コミュニケータの育成とお客様の啓発活動に注力


 日本の経済を動かしてきたと言っても過言ではない団塊の世代が定年退職を迎える 2007年以降は、彼らからの専門的で高度な問い合わせが増える可能性があるとお客様相談室では推測している。そこで、専門的な問い合わせにも満足していただける応対をするためにも、お客様の話をよく聞き、豊富な知識で応対することがますます重要になってくると認識。今後も継続的に、お客様の話をよく聞く耳を持ち、かつ商品に関する専門知識を豊富に備えたコミュニケータの育成に努めていきたいとしている。

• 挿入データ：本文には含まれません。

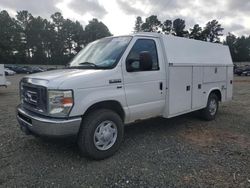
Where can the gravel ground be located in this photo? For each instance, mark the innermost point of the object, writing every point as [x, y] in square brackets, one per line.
[180, 152]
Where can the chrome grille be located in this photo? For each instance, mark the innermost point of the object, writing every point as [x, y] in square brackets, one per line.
[34, 97]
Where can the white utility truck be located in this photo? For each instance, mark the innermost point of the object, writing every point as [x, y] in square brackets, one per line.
[3, 81]
[119, 80]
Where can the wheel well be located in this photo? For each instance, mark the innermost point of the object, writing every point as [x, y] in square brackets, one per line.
[217, 93]
[111, 105]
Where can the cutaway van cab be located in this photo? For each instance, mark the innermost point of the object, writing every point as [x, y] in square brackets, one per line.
[119, 80]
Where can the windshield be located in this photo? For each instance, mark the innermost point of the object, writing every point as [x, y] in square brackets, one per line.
[104, 53]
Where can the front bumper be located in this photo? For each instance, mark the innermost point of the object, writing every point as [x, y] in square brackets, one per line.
[32, 123]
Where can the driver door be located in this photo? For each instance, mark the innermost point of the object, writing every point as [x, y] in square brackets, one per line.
[144, 89]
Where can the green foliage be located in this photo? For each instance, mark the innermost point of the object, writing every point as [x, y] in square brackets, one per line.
[34, 40]
[152, 24]
[239, 46]
[179, 28]
[138, 24]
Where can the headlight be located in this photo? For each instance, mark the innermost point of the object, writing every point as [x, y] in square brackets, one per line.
[60, 102]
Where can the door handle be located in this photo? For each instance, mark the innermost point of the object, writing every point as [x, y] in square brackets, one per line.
[160, 86]
[199, 86]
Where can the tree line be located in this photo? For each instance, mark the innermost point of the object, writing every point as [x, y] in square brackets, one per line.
[26, 39]
[239, 46]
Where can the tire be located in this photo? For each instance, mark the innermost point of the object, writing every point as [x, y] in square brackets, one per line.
[211, 110]
[101, 134]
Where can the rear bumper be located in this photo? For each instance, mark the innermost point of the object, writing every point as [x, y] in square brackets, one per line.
[32, 123]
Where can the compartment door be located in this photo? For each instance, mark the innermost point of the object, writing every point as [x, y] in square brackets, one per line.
[180, 86]
[197, 95]
[229, 94]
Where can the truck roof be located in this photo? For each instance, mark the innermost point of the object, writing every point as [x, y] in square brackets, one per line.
[180, 50]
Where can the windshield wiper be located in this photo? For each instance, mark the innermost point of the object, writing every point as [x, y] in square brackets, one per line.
[89, 63]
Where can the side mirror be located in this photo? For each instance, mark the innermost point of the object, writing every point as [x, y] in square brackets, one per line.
[144, 62]
[132, 65]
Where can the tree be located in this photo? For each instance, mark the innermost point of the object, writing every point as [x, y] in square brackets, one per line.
[138, 24]
[95, 30]
[231, 41]
[196, 33]
[9, 38]
[152, 24]
[23, 19]
[212, 31]
[179, 28]
[167, 27]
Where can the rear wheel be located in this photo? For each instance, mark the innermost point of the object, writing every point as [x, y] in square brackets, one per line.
[211, 109]
[101, 134]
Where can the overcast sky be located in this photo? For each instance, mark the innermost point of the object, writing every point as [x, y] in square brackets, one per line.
[119, 15]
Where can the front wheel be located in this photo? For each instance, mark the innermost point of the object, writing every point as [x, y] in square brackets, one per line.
[211, 109]
[101, 134]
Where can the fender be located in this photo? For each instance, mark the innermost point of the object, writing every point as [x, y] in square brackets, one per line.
[214, 89]
[87, 97]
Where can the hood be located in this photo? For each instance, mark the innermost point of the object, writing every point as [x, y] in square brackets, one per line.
[74, 78]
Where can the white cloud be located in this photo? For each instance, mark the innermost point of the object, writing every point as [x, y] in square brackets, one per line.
[119, 15]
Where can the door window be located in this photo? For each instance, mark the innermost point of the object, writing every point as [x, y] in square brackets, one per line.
[143, 56]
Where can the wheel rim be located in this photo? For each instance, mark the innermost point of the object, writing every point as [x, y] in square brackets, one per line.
[105, 135]
[212, 107]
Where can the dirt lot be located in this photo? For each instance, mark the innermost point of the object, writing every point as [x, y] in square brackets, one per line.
[180, 152]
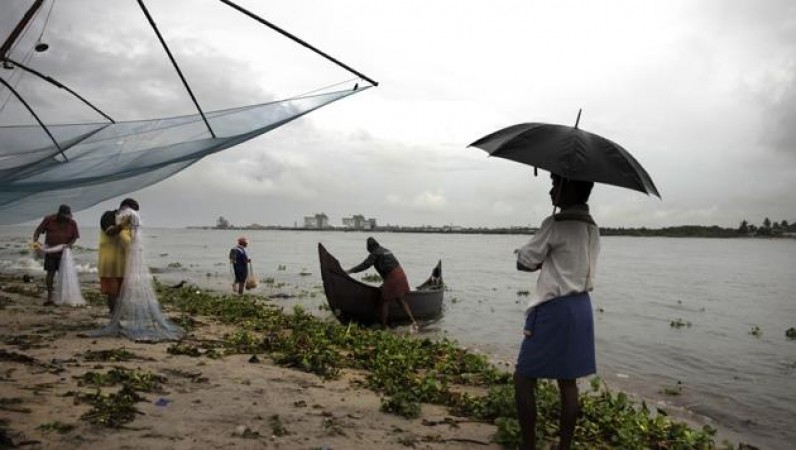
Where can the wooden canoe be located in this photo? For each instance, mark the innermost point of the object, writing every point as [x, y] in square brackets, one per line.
[351, 299]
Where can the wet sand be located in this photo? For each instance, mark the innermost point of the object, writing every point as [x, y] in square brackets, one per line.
[231, 402]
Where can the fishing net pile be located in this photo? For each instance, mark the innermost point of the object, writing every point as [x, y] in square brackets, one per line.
[67, 283]
[137, 313]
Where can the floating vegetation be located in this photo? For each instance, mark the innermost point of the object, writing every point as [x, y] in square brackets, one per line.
[679, 323]
[17, 357]
[372, 278]
[675, 390]
[409, 372]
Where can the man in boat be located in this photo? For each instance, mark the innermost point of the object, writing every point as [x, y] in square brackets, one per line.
[395, 284]
[558, 340]
[59, 229]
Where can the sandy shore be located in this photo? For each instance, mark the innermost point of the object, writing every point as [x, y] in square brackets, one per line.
[230, 402]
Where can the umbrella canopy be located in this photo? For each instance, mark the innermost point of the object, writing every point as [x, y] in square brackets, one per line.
[570, 152]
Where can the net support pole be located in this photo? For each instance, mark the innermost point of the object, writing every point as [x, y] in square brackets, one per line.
[176, 67]
[58, 84]
[35, 116]
[298, 40]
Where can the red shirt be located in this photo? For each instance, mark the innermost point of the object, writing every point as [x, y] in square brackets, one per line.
[57, 232]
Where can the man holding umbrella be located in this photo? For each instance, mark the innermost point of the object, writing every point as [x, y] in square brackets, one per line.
[558, 338]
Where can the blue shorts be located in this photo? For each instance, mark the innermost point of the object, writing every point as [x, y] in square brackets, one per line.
[559, 339]
[241, 272]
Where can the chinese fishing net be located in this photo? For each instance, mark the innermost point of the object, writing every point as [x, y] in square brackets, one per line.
[137, 313]
[67, 285]
[97, 161]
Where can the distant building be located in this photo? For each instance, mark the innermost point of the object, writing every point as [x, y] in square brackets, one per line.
[359, 222]
[319, 221]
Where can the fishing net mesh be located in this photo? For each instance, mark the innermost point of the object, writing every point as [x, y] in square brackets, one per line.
[137, 313]
[98, 161]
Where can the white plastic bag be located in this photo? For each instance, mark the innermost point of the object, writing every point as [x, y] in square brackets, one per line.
[67, 289]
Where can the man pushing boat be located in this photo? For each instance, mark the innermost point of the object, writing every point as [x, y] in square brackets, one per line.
[395, 284]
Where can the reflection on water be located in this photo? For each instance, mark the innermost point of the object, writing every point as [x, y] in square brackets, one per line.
[722, 287]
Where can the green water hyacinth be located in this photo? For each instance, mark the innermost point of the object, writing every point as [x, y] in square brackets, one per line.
[410, 371]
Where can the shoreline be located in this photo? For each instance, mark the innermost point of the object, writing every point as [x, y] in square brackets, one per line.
[204, 402]
[23, 314]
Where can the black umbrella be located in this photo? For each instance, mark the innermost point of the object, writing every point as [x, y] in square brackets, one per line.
[570, 152]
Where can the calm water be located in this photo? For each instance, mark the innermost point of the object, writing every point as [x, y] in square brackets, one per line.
[723, 288]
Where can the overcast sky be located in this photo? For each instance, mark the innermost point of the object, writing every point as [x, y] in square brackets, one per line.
[702, 93]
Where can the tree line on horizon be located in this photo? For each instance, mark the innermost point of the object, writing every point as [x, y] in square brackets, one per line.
[745, 229]
[768, 228]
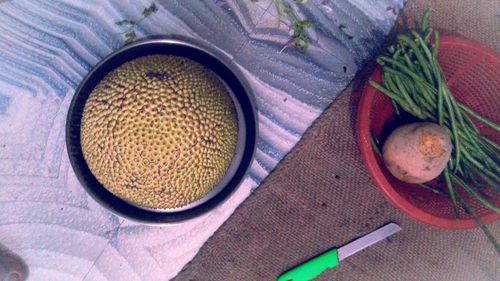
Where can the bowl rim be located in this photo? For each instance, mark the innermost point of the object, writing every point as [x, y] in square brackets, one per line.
[363, 125]
[127, 210]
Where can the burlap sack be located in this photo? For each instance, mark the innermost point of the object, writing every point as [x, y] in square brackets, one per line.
[321, 196]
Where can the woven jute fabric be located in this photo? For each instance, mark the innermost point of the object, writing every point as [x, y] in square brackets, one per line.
[321, 196]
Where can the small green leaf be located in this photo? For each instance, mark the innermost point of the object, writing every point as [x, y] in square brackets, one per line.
[150, 10]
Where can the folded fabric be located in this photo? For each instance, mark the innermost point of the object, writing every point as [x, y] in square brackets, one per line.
[47, 47]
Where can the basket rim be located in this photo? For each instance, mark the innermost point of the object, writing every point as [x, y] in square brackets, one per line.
[363, 125]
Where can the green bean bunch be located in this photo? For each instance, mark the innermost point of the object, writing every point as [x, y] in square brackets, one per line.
[415, 82]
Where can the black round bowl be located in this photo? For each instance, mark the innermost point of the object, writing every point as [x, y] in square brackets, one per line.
[242, 97]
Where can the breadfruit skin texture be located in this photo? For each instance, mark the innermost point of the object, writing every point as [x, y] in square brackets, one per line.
[159, 131]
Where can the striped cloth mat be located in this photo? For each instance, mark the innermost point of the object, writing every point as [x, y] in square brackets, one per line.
[48, 46]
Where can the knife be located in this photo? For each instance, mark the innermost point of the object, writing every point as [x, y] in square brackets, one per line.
[315, 266]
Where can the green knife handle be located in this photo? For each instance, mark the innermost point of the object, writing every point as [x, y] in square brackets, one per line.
[312, 268]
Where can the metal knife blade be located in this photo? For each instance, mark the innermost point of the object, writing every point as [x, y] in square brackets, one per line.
[368, 240]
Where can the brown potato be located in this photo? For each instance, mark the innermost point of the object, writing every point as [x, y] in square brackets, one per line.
[417, 152]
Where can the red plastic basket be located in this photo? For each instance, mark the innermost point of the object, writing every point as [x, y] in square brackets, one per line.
[473, 75]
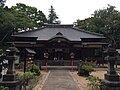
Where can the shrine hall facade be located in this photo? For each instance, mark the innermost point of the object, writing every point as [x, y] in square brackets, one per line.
[62, 43]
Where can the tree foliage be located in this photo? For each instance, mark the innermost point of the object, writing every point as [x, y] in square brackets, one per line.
[2, 2]
[18, 18]
[27, 16]
[52, 17]
[7, 22]
[105, 21]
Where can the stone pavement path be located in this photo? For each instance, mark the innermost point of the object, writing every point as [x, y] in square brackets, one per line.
[60, 80]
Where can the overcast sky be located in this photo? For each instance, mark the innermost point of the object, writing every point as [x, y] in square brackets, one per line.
[68, 10]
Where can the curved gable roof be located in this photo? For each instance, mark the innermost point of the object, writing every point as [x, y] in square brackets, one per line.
[71, 33]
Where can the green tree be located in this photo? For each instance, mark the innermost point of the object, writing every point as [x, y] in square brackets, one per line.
[105, 21]
[52, 17]
[2, 2]
[31, 17]
[7, 23]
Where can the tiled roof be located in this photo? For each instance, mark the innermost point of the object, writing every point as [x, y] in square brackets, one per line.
[68, 31]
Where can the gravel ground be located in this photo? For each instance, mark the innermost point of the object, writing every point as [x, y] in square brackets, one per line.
[82, 82]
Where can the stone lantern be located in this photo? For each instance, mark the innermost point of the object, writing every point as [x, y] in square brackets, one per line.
[72, 57]
[9, 79]
[111, 79]
[46, 58]
[11, 57]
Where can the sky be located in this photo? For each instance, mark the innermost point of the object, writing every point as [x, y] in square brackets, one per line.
[68, 11]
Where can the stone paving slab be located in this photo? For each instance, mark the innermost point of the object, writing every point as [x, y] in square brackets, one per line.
[60, 80]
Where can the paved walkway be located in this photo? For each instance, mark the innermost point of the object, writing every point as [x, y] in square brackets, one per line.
[60, 80]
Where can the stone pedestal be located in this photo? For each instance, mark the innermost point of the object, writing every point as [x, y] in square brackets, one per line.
[111, 79]
[12, 85]
[9, 79]
[111, 85]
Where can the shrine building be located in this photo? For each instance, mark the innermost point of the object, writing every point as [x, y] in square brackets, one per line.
[62, 43]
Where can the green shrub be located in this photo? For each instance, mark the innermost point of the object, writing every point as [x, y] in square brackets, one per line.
[87, 68]
[4, 88]
[94, 83]
[28, 75]
[35, 69]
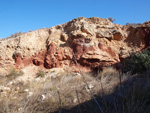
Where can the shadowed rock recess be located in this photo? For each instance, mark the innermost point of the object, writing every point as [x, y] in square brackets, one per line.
[95, 42]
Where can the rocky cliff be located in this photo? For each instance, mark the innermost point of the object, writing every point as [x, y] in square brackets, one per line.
[93, 42]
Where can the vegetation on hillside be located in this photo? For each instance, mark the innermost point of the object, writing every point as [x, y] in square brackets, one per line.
[67, 92]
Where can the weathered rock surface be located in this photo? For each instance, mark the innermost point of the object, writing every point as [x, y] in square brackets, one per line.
[93, 42]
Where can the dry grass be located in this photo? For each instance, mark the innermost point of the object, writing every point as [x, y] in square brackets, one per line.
[117, 93]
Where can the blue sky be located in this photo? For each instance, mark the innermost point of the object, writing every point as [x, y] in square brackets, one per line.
[25, 15]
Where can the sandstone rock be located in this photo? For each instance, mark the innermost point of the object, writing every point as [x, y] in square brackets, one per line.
[93, 42]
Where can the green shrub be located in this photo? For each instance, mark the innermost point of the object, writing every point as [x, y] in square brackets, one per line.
[138, 63]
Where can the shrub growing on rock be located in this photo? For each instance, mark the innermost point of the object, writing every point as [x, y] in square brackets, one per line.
[138, 63]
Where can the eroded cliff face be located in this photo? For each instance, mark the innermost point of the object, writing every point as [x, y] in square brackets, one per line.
[93, 42]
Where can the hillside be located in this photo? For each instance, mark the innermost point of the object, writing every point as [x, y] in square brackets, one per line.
[42, 70]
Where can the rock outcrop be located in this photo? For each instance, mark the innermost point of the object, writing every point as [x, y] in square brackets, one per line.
[92, 42]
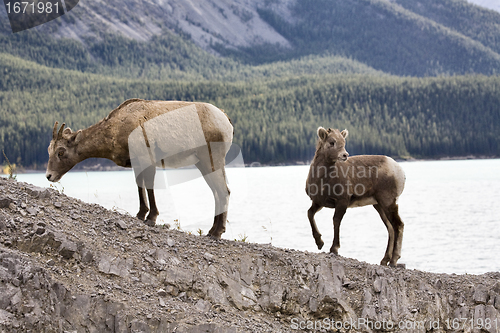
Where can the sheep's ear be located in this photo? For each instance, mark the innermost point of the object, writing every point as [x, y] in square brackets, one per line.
[322, 133]
[78, 136]
[75, 137]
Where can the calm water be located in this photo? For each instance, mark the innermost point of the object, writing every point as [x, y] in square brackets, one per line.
[450, 209]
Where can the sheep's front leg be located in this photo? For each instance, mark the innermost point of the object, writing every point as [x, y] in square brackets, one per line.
[143, 206]
[337, 218]
[153, 213]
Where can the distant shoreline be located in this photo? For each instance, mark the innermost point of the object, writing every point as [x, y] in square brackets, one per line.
[99, 167]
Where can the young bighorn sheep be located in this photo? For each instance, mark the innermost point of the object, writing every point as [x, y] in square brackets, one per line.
[145, 134]
[336, 181]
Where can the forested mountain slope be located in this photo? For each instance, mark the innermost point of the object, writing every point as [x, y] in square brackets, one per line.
[416, 38]
[275, 120]
[328, 63]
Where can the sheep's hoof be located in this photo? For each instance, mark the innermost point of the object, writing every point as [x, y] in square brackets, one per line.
[150, 223]
[334, 250]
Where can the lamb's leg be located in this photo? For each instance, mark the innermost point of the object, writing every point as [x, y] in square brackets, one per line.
[143, 205]
[310, 214]
[337, 218]
[217, 180]
[390, 244]
[398, 226]
[149, 179]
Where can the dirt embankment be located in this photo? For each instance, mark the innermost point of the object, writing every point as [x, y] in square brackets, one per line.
[68, 266]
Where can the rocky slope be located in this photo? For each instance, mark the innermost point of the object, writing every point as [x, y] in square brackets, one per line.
[68, 266]
[228, 22]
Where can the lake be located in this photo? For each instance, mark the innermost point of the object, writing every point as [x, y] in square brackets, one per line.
[450, 210]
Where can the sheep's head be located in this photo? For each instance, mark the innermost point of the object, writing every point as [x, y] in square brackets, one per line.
[62, 152]
[331, 143]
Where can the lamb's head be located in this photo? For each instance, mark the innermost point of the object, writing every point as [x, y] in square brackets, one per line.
[331, 144]
[62, 152]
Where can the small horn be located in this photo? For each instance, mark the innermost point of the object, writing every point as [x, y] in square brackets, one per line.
[54, 131]
[59, 135]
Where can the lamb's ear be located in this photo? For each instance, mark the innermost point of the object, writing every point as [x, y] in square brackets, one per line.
[322, 133]
[77, 136]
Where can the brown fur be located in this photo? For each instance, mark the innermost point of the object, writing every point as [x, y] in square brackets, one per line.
[109, 139]
[336, 181]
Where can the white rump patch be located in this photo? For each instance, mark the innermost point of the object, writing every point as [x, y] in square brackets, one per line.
[363, 202]
[174, 139]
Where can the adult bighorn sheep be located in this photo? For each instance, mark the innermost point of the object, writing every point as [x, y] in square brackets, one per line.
[144, 134]
[336, 181]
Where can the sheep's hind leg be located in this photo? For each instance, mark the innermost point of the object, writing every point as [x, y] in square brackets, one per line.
[390, 230]
[337, 218]
[398, 227]
[316, 234]
[215, 175]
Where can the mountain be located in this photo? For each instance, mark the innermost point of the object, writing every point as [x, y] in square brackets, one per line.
[280, 68]
[490, 4]
[415, 38]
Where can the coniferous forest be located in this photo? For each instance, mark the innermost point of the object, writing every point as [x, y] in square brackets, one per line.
[276, 100]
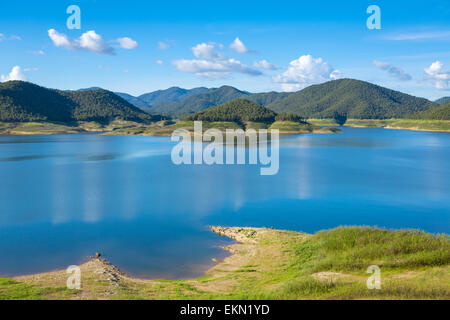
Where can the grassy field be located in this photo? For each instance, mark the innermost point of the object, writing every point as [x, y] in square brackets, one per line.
[165, 128]
[409, 124]
[276, 264]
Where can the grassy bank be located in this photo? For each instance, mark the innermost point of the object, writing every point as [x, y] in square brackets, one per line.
[276, 264]
[409, 124]
[161, 128]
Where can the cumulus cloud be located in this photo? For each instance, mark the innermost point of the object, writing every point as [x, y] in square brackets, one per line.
[438, 76]
[15, 74]
[306, 71]
[392, 70]
[238, 46]
[127, 43]
[212, 64]
[38, 52]
[264, 64]
[163, 45]
[89, 41]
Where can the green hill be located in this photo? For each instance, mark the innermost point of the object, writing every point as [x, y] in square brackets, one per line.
[267, 98]
[135, 101]
[198, 102]
[348, 98]
[238, 110]
[436, 113]
[442, 101]
[23, 102]
[170, 95]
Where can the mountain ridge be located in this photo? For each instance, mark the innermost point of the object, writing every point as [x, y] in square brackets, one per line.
[22, 101]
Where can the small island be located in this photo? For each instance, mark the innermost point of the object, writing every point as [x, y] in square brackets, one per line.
[236, 114]
[266, 263]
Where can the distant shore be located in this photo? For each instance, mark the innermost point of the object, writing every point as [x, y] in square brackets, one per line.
[275, 264]
[161, 128]
[405, 124]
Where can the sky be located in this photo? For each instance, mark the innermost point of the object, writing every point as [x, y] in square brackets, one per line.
[141, 46]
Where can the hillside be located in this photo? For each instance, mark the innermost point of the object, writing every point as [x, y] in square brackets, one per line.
[23, 102]
[266, 98]
[442, 101]
[170, 95]
[198, 102]
[436, 113]
[135, 101]
[348, 98]
[238, 110]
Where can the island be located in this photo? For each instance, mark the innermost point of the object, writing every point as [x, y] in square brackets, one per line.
[266, 263]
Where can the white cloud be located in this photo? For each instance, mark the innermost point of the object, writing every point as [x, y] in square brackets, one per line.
[127, 43]
[238, 46]
[396, 72]
[38, 52]
[212, 64]
[89, 41]
[438, 76]
[306, 71]
[15, 74]
[206, 51]
[264, 64]
[163, 45]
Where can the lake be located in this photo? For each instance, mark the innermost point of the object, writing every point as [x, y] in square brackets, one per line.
[64, 197]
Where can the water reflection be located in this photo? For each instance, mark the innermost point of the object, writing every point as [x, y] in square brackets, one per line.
[65, 197]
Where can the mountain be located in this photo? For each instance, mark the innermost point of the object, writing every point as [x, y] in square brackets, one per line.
[443, 100]
[435, 113]
[170, 95]
[192, 104]
[267, 98]
[23, 101]
[238, 110]
[348, 98]
[134, 101]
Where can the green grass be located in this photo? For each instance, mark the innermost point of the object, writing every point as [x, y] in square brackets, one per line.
[411, 124]
[275, 264]
[13, 290]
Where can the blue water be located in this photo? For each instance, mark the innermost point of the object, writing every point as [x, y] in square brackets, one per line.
[65, 197]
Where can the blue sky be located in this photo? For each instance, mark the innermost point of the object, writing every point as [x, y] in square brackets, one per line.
[283, 45]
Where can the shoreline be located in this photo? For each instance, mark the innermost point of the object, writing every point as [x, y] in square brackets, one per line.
[273, 264]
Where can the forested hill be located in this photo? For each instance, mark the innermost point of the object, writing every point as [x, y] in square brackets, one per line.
[443, 100]
[198, 102]
[238, 110]
[23, 101]
[436, 113]
[350, 98]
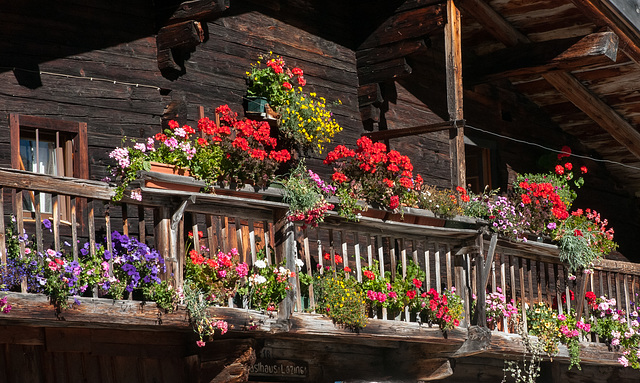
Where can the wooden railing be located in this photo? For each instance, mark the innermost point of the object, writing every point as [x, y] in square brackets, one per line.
[472, 261]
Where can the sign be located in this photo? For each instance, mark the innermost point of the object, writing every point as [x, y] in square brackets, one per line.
[279, 368]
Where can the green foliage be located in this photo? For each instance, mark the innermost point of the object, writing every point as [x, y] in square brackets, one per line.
[268, 284]
[342, 299]
[444, 203]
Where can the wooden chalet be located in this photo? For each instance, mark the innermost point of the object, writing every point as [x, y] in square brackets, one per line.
[474, 90]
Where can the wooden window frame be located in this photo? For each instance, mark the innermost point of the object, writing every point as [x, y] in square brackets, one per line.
[79, 149]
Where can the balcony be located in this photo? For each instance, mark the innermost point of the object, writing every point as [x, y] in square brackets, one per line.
[465, 257]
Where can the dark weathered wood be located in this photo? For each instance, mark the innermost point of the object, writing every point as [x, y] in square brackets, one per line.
[201, 10]
[383, 71]
[411, 24]
[404, 132]
[540, 57]
[453, 69]
[54, 184]
[596, 12]
[492, 21]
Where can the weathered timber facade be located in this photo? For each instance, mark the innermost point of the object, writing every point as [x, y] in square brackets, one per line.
[448, 82]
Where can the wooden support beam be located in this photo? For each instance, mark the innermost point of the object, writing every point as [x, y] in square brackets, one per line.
[200, 10]
[541, 57]
[404, 132]
[370, 94]
[370, 56]
[619, 128]
[383, 71]
[411, 24]
[604, 17]
[493, 22]
[453, 59]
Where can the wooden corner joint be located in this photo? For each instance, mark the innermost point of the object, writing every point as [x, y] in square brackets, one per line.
[175, 40]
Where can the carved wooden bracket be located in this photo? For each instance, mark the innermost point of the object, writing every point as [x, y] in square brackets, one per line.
[174, 42]
[183, 32]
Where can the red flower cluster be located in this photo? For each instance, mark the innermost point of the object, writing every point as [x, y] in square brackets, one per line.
[248, 145]
[590, 296]
[543, 194]
[311, 217]
[377, 175]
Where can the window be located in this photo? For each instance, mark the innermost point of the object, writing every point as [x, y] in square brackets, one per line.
[47, 146]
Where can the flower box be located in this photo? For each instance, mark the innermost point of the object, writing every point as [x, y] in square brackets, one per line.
[169, 177]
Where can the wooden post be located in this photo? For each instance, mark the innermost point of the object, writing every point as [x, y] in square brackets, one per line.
[453, 58]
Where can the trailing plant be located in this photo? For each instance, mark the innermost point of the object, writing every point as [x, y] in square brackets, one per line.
[306, 123]
[341, 298]
[375, 175]
[270, 78]
[217, 277]
[444, 203]
[198, 304]
[306, 194]
[582, 238]
[268, 284]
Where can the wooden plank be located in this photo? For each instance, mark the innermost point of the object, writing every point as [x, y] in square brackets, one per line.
[540, 57]
[307, 258]
[382, 135]
[370, 56]
[436, 267]
[19, 179]
[142, 224]
[198, 10]
[453, 64]
[491, 20]
[384, 71]
[74, 227]
[356, 253]
[628, 41]
[619, 128]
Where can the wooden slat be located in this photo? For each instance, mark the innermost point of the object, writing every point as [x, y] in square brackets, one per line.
[307, 256]
[449, 265]
[382, 135]
[55, 207]
[453, 63]
[356, 252]
[3, 244]
[437, 268]
[74, 227]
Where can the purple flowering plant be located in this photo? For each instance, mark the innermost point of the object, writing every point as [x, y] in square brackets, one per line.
[307, 194]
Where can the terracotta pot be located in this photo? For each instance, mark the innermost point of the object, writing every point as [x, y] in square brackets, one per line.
[168, 185]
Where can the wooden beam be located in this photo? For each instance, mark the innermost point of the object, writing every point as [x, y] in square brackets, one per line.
[201, 10]
[173, 41]
[619, 128]
[540, 57]
[411, 24]
[493, 22]
[603, 17]
[453, 60]
[383, 71]
[370, 56]
[404, 132]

 その一方で、お客様への啓発活動として、キッチンやバス、トイレといった水周りに関する情報発信を積極的に行っていく構えだ。以前より、ショールームなどで講習会を実施しているが、こうした取り組みは特に大切と考えているという。なぜなら、お客様の知識が深まれば問い合わせ件数を減らすことができるからだ。
 このほか、お客様向けにシンクのお手入れ方法などをわかりやすく解説した冊子を作り、ACAP(消費者関連専門家会議)の啓発資料コーナーに設置したり、Webサイト上で紹介したりしている。
 今後も、TOTOお客様相談室の動向に注目していきたい。